I'm able to do this question but my answer is different from that in the book.(adsbygoogle = window.adsbygoogle || []).push({});

[tex] \int \frac {x^3}{\sqrt{ x^2 -1}} dx [/tex]

what I did was to take the substituition [tex] u= (x^2-1)^1^/^2 [/tex]

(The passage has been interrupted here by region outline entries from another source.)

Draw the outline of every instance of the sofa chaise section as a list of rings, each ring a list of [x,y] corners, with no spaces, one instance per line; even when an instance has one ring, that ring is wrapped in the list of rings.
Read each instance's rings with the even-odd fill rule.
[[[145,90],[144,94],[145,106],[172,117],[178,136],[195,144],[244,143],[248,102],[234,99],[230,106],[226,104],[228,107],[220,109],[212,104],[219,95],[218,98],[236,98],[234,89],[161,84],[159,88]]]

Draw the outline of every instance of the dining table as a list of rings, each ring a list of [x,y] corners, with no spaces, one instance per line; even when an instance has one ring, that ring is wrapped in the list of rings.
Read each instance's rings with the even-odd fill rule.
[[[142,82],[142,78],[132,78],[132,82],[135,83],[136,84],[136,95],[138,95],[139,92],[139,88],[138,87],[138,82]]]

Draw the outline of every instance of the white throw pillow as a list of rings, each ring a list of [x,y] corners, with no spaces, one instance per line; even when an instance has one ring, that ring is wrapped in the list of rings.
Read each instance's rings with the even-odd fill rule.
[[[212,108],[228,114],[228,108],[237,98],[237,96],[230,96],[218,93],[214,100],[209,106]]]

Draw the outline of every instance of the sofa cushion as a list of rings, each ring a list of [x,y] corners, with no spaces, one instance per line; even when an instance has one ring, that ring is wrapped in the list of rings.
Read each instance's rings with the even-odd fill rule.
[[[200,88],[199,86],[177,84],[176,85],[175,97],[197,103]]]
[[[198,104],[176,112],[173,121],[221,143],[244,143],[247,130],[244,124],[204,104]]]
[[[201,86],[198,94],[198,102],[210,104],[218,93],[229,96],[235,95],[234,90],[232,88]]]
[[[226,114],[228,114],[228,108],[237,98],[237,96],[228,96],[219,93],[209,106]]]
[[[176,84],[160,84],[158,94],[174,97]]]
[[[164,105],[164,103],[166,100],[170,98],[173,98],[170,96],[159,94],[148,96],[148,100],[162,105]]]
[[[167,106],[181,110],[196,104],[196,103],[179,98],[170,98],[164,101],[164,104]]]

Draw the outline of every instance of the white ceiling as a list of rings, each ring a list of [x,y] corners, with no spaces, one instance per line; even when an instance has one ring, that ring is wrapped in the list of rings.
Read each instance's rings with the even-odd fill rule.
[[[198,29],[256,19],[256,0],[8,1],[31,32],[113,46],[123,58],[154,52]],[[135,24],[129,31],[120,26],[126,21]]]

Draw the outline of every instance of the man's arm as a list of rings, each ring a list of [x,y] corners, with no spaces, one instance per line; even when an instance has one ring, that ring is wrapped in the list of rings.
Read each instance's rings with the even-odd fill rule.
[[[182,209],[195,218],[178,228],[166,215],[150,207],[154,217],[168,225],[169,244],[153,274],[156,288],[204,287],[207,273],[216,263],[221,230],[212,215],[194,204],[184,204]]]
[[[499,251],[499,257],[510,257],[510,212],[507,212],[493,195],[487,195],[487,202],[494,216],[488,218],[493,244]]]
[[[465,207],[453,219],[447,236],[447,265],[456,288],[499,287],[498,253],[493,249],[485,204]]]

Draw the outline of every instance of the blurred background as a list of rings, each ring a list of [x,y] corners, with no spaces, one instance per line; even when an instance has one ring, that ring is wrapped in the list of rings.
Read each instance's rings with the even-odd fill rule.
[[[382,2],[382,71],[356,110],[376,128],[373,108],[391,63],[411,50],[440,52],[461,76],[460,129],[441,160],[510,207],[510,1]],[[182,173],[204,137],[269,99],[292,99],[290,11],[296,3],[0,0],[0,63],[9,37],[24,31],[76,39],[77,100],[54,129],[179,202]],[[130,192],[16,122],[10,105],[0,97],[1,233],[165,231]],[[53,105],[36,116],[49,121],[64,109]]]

so, [tex] x^2 -1 = u^2 [/tex]

[tex]x^2 = u^2+1 [/tex]

[tex] x= (u^2+1)^1^/^2[/tex]

[tex] x^3= (u^2+1)^3^/^2 [/tex]

[tex] dx= \frac {1}{2}(u^2+1)^-^1^/^2 (2u)du [/tex]

[tex] dx= u(u^2+1)^-^1^/^2 du [/tex]

[tex] \int \frac {x^3}{\sqrt{ x^2 -1}} dx= \int \frac {(u^2+1)^3^/^2}{u} . \frac {u}{(u^2+1)^1^/^2} du [/tex]

which simplifies to,

[tex] \int u^2+1 du [/tex]

[tex] \frac {1}{3} u^3 +u+C [/tex]

[tex] \frac {1}{3} (x^2-1)^3^/^2 + (x^2-1)^1^/^2 [/tex]

that's my final answer but the book gave,

[tex] \frac {1}{3} (x^2+2)\sqrt{x^2-1}+C [/tex]

where does my mistake lie?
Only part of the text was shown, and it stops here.